## Perfect Totient Numbers

### January 8, 2019

We’ve seen several methods for calculating totients in previous exercises. Here we calculate the totient using Euler’s product formula, factoring *n* using a 2,3,5-wheel; our totient function takes time O(sqrt *n*, and we memoize the result because of all the iterated sub-totients:

(define-memoized (totient n) (let ((wheel (vector 1 2 2 4 2 4 2 4 6 2 6))) (let loop ((n n) (t n) (f 2) (w 0)) (if (< n (* f f)) (if (< 1 n) (- t (/ t n)) t) (if (zero? (modulo n f)) (begin (while (zero? (modulo n f)) (set! n (/ n f))) (loop n (- t (/ t f)) (+ f (vector-ref wheel w)) (if (= w 10) 3 (+ w 1)))) (loop n t (+ f (vector-ref wheel w)) (if (= w 10) 3 (+ w 1))))))))

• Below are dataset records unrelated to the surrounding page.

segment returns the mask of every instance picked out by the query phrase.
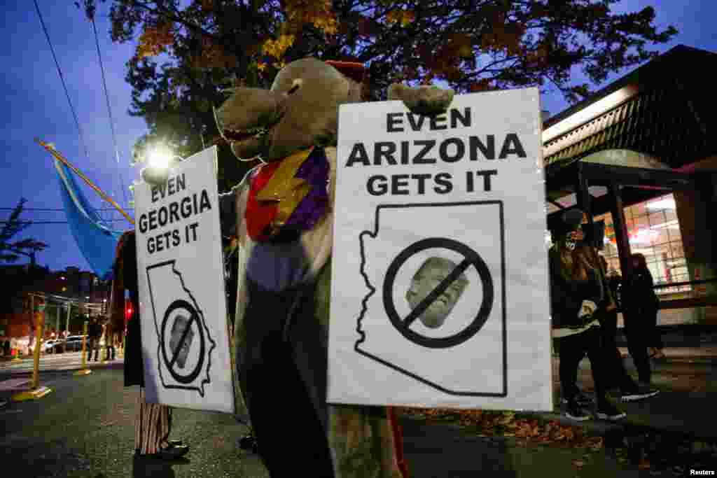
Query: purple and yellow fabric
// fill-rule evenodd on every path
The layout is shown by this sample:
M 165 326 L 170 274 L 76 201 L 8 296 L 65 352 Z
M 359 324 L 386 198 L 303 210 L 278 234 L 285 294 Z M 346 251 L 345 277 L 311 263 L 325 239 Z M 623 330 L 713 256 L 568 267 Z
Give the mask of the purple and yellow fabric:
M 250 237 L 269 241 L 285 229 L 310 229 L 328 206 L 328 161 L 321 148 L 261 167 L 251 180 L 245 219 Z

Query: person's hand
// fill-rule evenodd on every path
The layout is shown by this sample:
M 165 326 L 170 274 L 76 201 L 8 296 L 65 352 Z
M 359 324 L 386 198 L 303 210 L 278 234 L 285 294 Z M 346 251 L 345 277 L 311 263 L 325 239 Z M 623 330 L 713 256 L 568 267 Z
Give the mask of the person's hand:
M 597 310 L 597 305 L 592 300 L 584 300 L 578 312 L 578 318 L 589 317 Z

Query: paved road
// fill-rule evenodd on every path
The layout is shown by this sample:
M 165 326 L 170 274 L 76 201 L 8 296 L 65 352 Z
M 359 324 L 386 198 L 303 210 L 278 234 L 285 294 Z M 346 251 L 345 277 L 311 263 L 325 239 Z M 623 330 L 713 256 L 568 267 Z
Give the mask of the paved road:
M 647 422 L 661 416 L 673 420 L 677 429 L 689 431 L 701 423 L 708 431 L 713 426 L 707 419 L 713 416 L 711 397 L 717 390 L 717 367 L 707 357 L 690 358 L 686 353 L 674 351 L 671 355 L 672 360 L 656 368 L 656 378 L 675 391 L 626 408 L 630 416 L 644 414 Z M 629 359 L 627 363 L 630 366 Z M 29 363 L 32 361 L 2 364 L 0 401 L 29 380 Z M 80 363 L 80 354 L 44 357 L 40 381 L 52 393 L 37 401 L 0 406 L 3 467 L 37 478 L 267 477 L 256 455 L 237 446 L 247 429 L 224 414 L 175 410 L 173 437 L 184 439 L 191 447 L 186 461 L 166 463 L 133 458 L 138 388 L 123 386 L 120 361 L 96 367 L 92 363 L 92 374 L 75 377 L 69 370 L 79 368 Z M 584 360 L 580 381 L 589 386 L 588 366 Z M 690 387 L 705 391 L 691 392 Z M 290 402 L 277 411 L 277 418 L 292 426 Z M 675 476 L 668 471 L 638 470 L 636 464 L 622 462 L 605 450 L 587 453 L 578 449 L 523 447 L 514 439 L 480 436 L 475 430 L 450 424 L 406 420 L 403 424 L 411 478 L 474 478 L 486 472 L 485 476 L 508 478 Z M 287 457 L 290 459 L 290 450 Z M 576 462 L 581 464 L 579 467 Z
M 40 371 L 77 370 L 82 367 L 82 352 L 67 352 L 67 353 L 47 354 L 40 356 Z M 100 362 L 90 362 L 89 367 L 99 365 Z M 34 360 L 23 358 L 19 360 L 0 362 L 0 376 L 7 374 L 32 372 Z

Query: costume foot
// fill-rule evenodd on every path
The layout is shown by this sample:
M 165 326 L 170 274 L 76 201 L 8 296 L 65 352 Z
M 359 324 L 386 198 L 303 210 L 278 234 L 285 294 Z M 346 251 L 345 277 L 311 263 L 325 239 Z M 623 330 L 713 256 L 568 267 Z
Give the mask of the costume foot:
M 181 458 L 189 451 L 189 447 L 186 445 L 177 446 L 169 445 L 166 448 L 161 448 L 153 457 L 164 460 L 174 460 Z
M 610 402 L 606 401 L 597 406 L 597 411 L 595 416 L 601 420 L 614 421 L 625 418 L 627 416 L 627 414 Z
M 258 453 L 259 447 L 257 446 L 257 440 L 253 435 L 245 435 L 239 440 L 239 447 L 242 450 L 247 450 L 252 453 Z

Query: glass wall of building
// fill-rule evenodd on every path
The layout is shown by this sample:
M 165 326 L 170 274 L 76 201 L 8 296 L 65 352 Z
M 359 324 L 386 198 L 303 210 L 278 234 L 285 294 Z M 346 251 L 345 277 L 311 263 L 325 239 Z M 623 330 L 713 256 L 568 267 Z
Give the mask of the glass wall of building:
M 675 209 L 670 193 L 625 209 L 630 250 L 645 256 L 655 285 L 690 280 Z M 608 213 L 594 220 L 605 221 L 602 254 L 607 261 L 608 274 L 622 275 L 612 216 Z M 685 285 L 660 287 L 655 292 L 666 295 L 690 290 L 690 286 Z

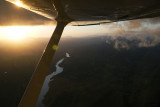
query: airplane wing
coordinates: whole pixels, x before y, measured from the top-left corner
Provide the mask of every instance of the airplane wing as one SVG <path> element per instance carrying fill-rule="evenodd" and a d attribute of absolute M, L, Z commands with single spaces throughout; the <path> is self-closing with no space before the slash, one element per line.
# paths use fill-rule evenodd
<path fill-rule="evenodd" d="M 160 16 L 160 0 L 7 0 L 57 21 L 19 107 L 35 107 L 64 27 Z"/>
<path fill-rule="evenodd" d="M 160 16 L 159 0 L 7 0 L 55 20 L 59 13 L 72 25 L 92 25 Z"/>

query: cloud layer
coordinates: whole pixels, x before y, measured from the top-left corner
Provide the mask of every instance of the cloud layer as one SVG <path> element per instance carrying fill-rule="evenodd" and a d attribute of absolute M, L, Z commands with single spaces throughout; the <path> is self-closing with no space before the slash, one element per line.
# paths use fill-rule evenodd
<path fill-rule="evenodd" d="M 0 0 L 0 26 L 54 24 L 50 19 Z"/>

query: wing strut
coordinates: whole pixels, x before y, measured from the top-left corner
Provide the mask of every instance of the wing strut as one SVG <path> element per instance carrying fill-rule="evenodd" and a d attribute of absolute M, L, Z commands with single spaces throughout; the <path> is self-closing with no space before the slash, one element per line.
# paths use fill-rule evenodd
<path fill-rule="evenodd" d="M 26 91 L 18 105 L 18 107 L 36 107 L 43 82 L 49 71 L 52 57 L 56 52 L 58 42 L 61 38 L 64 27 L 68 24 L 65 21 L 57 21 L 57 26 L 52 37 L 40 59 L 40 62 L 34 71 L 32 78 L 26 88 Z"/>

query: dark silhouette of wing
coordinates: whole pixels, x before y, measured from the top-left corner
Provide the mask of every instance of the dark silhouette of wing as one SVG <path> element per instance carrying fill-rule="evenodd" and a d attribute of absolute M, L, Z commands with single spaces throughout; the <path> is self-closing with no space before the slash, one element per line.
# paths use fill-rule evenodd
<path fill-rule="evenodd" d="M 8 0 L 57 21 L 57 27 L 32 75 L 19 107 L 35 107 L 66 24 L 95 25 L 160 15 L 159 0 Z M 73 23 L 77 25 L 76 23 Z"/>

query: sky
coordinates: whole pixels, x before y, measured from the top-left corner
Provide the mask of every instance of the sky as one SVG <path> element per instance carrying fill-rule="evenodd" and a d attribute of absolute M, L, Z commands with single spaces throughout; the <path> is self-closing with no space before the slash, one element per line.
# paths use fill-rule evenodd
<path fill-rule="evenodd" d="M 54 21 L 4 0 L 0 0 L 0 14 L 0 40 L 18 42 L 26 38 L 49 38 L 55 29 Z M 159 38 L 159 28 L 160 17 L 94 26 L 69 25 L 62 37 L 152 35 Z"/>

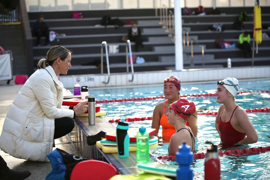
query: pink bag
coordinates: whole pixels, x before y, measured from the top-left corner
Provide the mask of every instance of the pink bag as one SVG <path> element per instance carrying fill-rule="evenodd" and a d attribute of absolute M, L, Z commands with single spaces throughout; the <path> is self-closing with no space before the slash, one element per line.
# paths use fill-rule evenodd
<path fill-rule="evenodd" d="M 27 78 L 26 76 L 20 75 L 17 75 L 15 78 L 14 82 L 16 85 L 23 85 L 25 83 L 27 80 Z"/>
<path fill-rule="evenodd" d="M 82 13 L 75 11 L 72 13 L 72 18 L 73 19 L 80 19 L 82 18 Z"/>

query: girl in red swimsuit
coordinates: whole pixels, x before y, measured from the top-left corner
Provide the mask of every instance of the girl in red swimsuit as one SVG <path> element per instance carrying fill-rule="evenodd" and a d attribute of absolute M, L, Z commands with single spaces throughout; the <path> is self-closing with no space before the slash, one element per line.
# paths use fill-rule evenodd
<path fill-rule="evenodd" d="M 222 104 L 218 110 L 215 126 L 221 145 L 226 148 L 256 142 L 258 135 L 247 112 L 236 102 L 235 96 L 239 89 L 238 80 L 227 78 L 217 81 L 215 95 Z"/>

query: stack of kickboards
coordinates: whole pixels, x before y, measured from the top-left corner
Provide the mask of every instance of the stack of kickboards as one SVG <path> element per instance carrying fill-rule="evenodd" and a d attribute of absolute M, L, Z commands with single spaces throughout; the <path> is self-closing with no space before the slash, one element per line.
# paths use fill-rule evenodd
<path fill-rule="evenodd" d="M 63 100 L 62 103 L 63 105 L 67 105 L 68 106 L 75 106 L 77 104 L 81 102 L 84 102 L 87 100 L 87 99 L 83 99 L 77 98 L 72 98 L 67 99 L 64 99 Z M 86 103 L 86 105 L 88 103 Z M 105 111 L 100 110 L 100 106 L 95 106 L 96 108 L 96 117 L 102 116 L 106 115 L 106 111 Z M 79 116 L 78 116 L 88 117 L 88 110 L 85 113 Z"/>
<path fill-rule="evenodd" d="M 130 128 L 127 130 L 129 136 L 129 152 L 136 151 L 136 136 L 139 131 L 138 128 Z M 156 129 L 147 128 L 146 131 L 149 134 L 149 149 L 154 149 L 158 145 L 158 138 L 154 136 Z M 118 152 L 116 142 L 116 131 L 108 132 L 105 134 L 105 138 L 96 142 L 96 146 L 101 149 L 105 153 L 117 153 Z"/>

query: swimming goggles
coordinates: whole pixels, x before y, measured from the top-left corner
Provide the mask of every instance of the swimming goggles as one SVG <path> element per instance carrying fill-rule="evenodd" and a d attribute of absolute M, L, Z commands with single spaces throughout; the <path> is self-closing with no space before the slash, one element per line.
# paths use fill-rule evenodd
<path fill-rule="evenodd" d="M 185 113 L 183 113 L 182 112 L 179 112 L 179 111 L 178 111 L 177 110 L 176 110 L 175 109 L 174 109 L 174 108 L 173 107 L 173 106 L 171 104 L 170 104 L 169 105 L 169 109 L 173 109 L 173 110 L 174 111 L 175 111 L 175 112 L 177 112 L 178 114 L 182 114 L 183 115 L 185 115 L 186 116 L 189 116 L 189 117 L 190 116 L 191 116 L 191 115 L 192 115 L 193 116 L 194 116 L 195 118 L 197 118 L 197 117 L 196 117 L 195 116 L 194 116 L 193 114 L 186 114 Z"/>
<path fill-rule="evenodd" d="M 237 85 L 228 85 L 228 84 L 225 84 L 225 83 L 224 83 L 224 82 L 223 81 L 221 81 L 220 82 L 219 82 L 217 81 L 217 85 L 227 85 L 228 86 L 238 86 L 239 85 L 238 84 L 237 84 Z"/>
<path fill-rule="evenodd" d="M 177 82 L 173 78 L 165 78 L 164 79 L 164 82 L 165 82 L 166 81 L 175 81 Z"/>

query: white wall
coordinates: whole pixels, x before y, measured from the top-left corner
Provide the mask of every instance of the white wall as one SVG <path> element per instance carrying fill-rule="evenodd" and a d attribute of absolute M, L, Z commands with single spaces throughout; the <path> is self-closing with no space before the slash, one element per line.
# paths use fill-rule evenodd
<path fill-rule="evenodd" d="M 110 80 L 107 84 L 102 83 L 108 81 L 108 75 L 106 74 L 66 75 L 61 76 L 60 81 L 67 89 L 73 88 L 76 81 L 79 82 L 81 86 L 100 88 L 156 84 L 171 76 L 179 77 L 182 82 L 217 81 L 228 77 L 238 80 L 270 78 L 269 72 L 270 66 L 269 66 L 233 67 L 230 69 L 222 68 L 134 72 L 132 82 L 129 81 L 132 79 L 131 73 L 111 73 Z"/>
<path fill-rule="evenodd" d="M 159 8 L 165 4 L 174 7 L 175 0 L 26 0 L 28 12 L 86 10 L 91 9 Z M 243 7 L 254 6 L 255 0 L 178 0 L 182 8 Z M 260 6 L 270 6 L 270 0 L 260 0 Z"/>

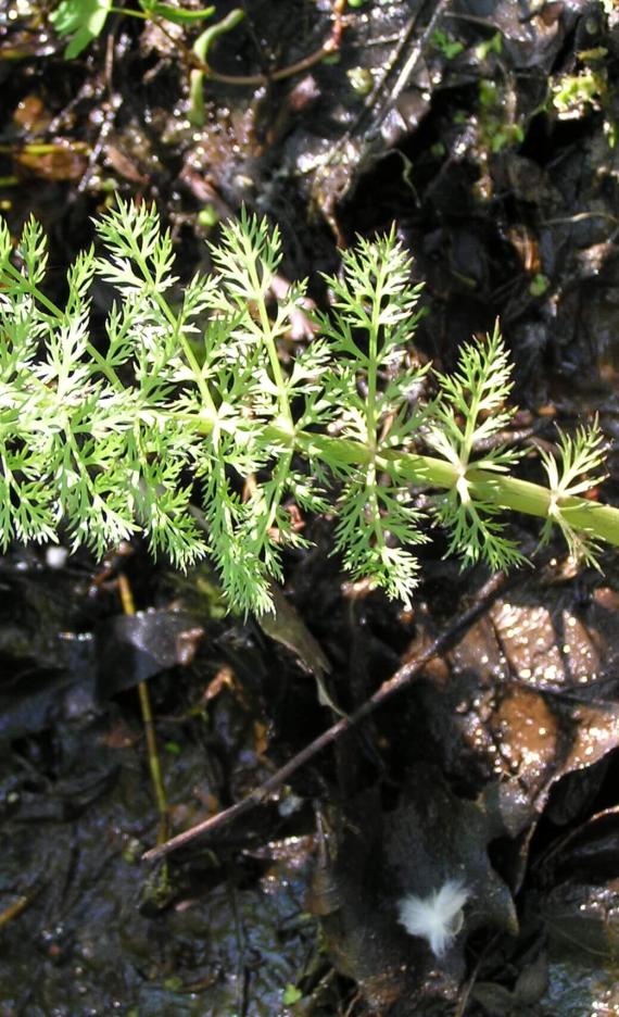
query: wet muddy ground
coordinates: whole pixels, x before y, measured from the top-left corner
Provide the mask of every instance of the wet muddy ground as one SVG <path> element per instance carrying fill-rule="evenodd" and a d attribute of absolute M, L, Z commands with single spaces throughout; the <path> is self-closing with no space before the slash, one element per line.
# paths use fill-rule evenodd
<path fill-rule="evenodd" d="M 319 303 L 339 248 L 395 222 L 427 284 L 422 354 L 449 368 L 498 316 L 515 437 L 543 445 L 597 413 L 617 503 L 612 3 L 247 0 L 240 21 L 218 2 L 231 27 L 202 78 L 198 23 L 110 13 L 67 60 L 54 7 L 0 8 L 0 209 L 14 234 L 30 212 L 45 224 L 50 287 L 118 193 L 157 202 L 181 277 L 242 203 L 268 215 Z M 534 551 L 534 524 L 514 525 Z M 0 1014 L 619 1014 L 611 552 L 604 574 L 558 542 L 536 552 L 260 806 L 142 861 L 161 831 L 140 681 L 178 833 L 337 720 L 320 683 L 354 711 L 488 579 L 439 537 L 402 612 L 343 581 L 328 519 L 306 531 L 266 630 L 226 614 L 207 568 L 175 575 L 139 541 L 105 563 L 0 558 Z M 397 905 L 449 879 L 468 897 L 437 962 Z"/>

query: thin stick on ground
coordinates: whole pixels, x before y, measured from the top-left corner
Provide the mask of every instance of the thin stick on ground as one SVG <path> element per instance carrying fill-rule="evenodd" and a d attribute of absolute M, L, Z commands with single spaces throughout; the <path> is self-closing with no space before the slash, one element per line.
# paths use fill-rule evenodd
<path fill-rule="evenodd" d="M 127 577 L 121 573 L 118 576 L 118 593 L 121 595 L 121 603 L 123 604 L 123 611 L 126 615 L 132 616 L 136 613 L 136 606 L 134 603 L 134 594 L 131 593 L 131 588 Z M 163 776 L 161 771 L 161 765 L 159 761 L 159 751 L 156 745 L 156 734 L 154 728 L 153 713 L 151 707 L 151 698 L 149 692 L 149 687 L 146 681 L 138 682 L 138 694 L 140 696 L 140 710 L 142 714 L 142 721 L 144 725 L 144 733 L 147 739 L 147 753 L 149 759 L 149 769 L 151 774 L 151 781 L 153 786 L 153 791 L 159 808 L 160 815 L 160 825 L 157 833 L 157 842 L 165 843 L 167 838 L 167 798 L 165 793 L 165 786 L 163 782 Z"/>
<path fill-rule="evenodd" d="M 212 833 L 214 830 L 226 826 L 228 823 L 231 823 L 232 819 L 238 819 L 239 816 L 244 815 L 256 805 L 264 802 L 265 799 L 273 794 L 274 791 L 281 788 L 298 769 L 321 752 L 323 749 L 326 749 L 327 745 L 330 745 L 345 731 L 351 730 L 355 725 L 365 720 L 378 706 L 382 706 L 382 704 L 386 703 L 388 699 L 391 699 L 392 695 L 395 695 L 396 692 L 402 692 L 406 689 L 433 657 L 444 653 L 454 643 L 457 637 L 462 636 L 470 628 L 479 616 L 487 611 L 490 603 L 504 586 L 505 578 L 505 573 L 496 573 L 496 575 L 489 579 L 479 590 L 471 606 L 455 617 L 447 628 L 438 636 L 418 657 L 403 664 L 391 678 L 382 682 L 374 695 L 366 700 L 365 703 L 362 703 L 350 716 L 342 717 L 337 724 L 333 724 L 332 727 L 315 738 L 314 741 L 310 742 L 305 749 L 302 749 L 301 752 L 273 774 L 258 788 L 254 788 L 245 798 L 241 799 L 241 801 L 237 802 L 235 805 L 230 805 L 229 808 L 225 808 L 215 816 L 204 819 L 202 823 L 197 824 L 189 830 L 185 830 L 182 833 L 178 833 L 164 844 L 157 844 L 156 847 L 151 847 L 142 857 L 147 862 L 154 862 L 169 854 L 172 851 L 177 851 L 178 847 L 184 847 L 197 837 L 202 837 L 204 833 Z"/>

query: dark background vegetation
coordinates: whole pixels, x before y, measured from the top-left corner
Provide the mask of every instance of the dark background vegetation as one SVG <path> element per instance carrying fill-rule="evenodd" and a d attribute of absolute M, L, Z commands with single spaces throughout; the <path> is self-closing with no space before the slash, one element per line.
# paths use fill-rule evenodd
<path fill-rule="evenodd" d="M 286 276 L 310 276 L 323 304 L 318 273 L 337 271 L 339 249 L 394 222 L 427 284 L 421 355 L 450 368 L 498 316 L 515 438 L 532 449 L 597 413 L 616 502 L 611 3 L 245 0 L 209 54 L 200 125 L 188 120 L 200 29 L 113 13 L 66 60 L 53 7 L 0 9 L 0 208 L 14 235 L 30 213 L 43 223 L 51 291 L 62 297 L 116 194 L 156 201 L 181 278 L 209 268 L 222 218 L 243 203 L 266 214 Z M 217 2 L 214 21 L 231 9 Z M 109 301 L 94 292 L 94 326 Z M 269 635 L 225 614 L 207 568 L 179 577 L 139 541 L 103 564 L 79 553 L 52 567 L 45 549 L 0 558 L 0 1013 L 619 1013 L 610 552 L 598 575 L 557 543 L 267 803 L 163 868 L 140 862 L 159 817 L 138 681 L 179 831 L 328 727 L 312 675 L 324 657 L 352 710 L 488 578 L 443 561 L 439 536 L 403 613 L 343 581 L 328 519 L 303 524 L 315 549 L 287 560 L 291 615 Z M 534 525 L 514 525 L 533 549 Z M 396 902 L 454 876 L 471 896 L 437 963 Z"/>

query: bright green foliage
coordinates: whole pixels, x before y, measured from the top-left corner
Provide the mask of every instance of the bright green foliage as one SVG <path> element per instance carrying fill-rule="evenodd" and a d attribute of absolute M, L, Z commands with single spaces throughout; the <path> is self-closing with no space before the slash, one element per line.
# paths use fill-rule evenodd
<path fill-rule="evenodd" d="M 570 554 L 583 558 L 589 565 L 597 567 L 599 541 L 586 530 L 579 530 L 570 522 L 569 508 L 561 507 L 561 500 L 570 495 L 583 495 L 604 480 L 604 437 L 597 420 L 590 428 L 579 427 L 572 436 L 559 432 L 559 456 L 555 459 L 545 449 L 540 454 L 553 492 L 548 517 L 542 530 L 542 541 L 546 543 L 552 533 L 553 524 L 561 530 Z"/>
<path fill-rule="evenodd" d="M 404 603 L 417 579 L 410 548 L 432 522 L 412 486 L 444 492 L 433 515 L 465 563 L 520 560 L 502 504 L 543 516 L 544 539 L 557 523 L 588 561 L 601 535 L 619 543 L 619 512 L 592 515 L 580 498 L 603 462 L 596 427 L 561 437 L 559 463 L 543 454 L 549 491 L 511 476 L 498 331 L 465 347 L 453 375 L 434 373 L 439 394 L 424 398 L 419 287 L 393 234 L 343 254 L 327 280 L 331 312 L 285 366 L 305 285 L 273 299 L 280 239 L 264 219 L 228 223 L 212 248 L 215 273 L 184 287 L 155 210 L 119 202 L 96 228 L 100 253 L 79 255 L 56 306 L 41 227 L 31 219 L 13 251 L 0 225 L 3 549 L 61 531 L 101 555 L 141 531 L 180 568 L 210 554 L 230 604 L 260 614 L 282 578 L 282 548 L 306 543 L 293 503 L 334 513 L 345 568 Z M 94 279 L 115 293 L 97 328 Z"/>
<path fill-rule="evenodd" d="M 497 506 L 472 494 L 467 472 L 473 461 L 477 469 L 506 473 L 518 460 L 515 449 L 493 443 L 513 415 L 504 409 L 510 375 L 496 326 L 488 343 L 464 348 L 454 375 L 437 373 L 441 395 L 431 407 L 427 435 L 429 444 L 454 464 L 458 475 L 437 503 L 438 516 L 452 533 L 449 553 L 459 553 L 470 564 L 485 558 L 494 569 L 516 565 L 522 555 L 505 536 Z"/>

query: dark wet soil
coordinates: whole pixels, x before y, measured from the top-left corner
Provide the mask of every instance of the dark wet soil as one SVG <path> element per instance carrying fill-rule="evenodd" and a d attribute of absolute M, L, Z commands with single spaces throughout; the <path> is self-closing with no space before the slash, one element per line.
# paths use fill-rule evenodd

Now it is easy to compute the iterated totient sum:

(define (iterated-totient-sum n) (let loop ((n n) (s 0)) (if (= n 1) s (let ((t (totient n))) (loop t (+ s t))))))

And here is the requested result:

> (filter (lambda (n) (= (iterated-totient-sum n) n)) (range 1 10000)) (3 9 15 27 39 81 111 183 243 255 327 363 471 729 2187 2199 3063 4359 4375 5571 6561 8751)

You can run the program at https://ideone.com/TzNR0v. A reasonable alternative to the method shown above is to calculate the totients by sieving, as in a previous exercise.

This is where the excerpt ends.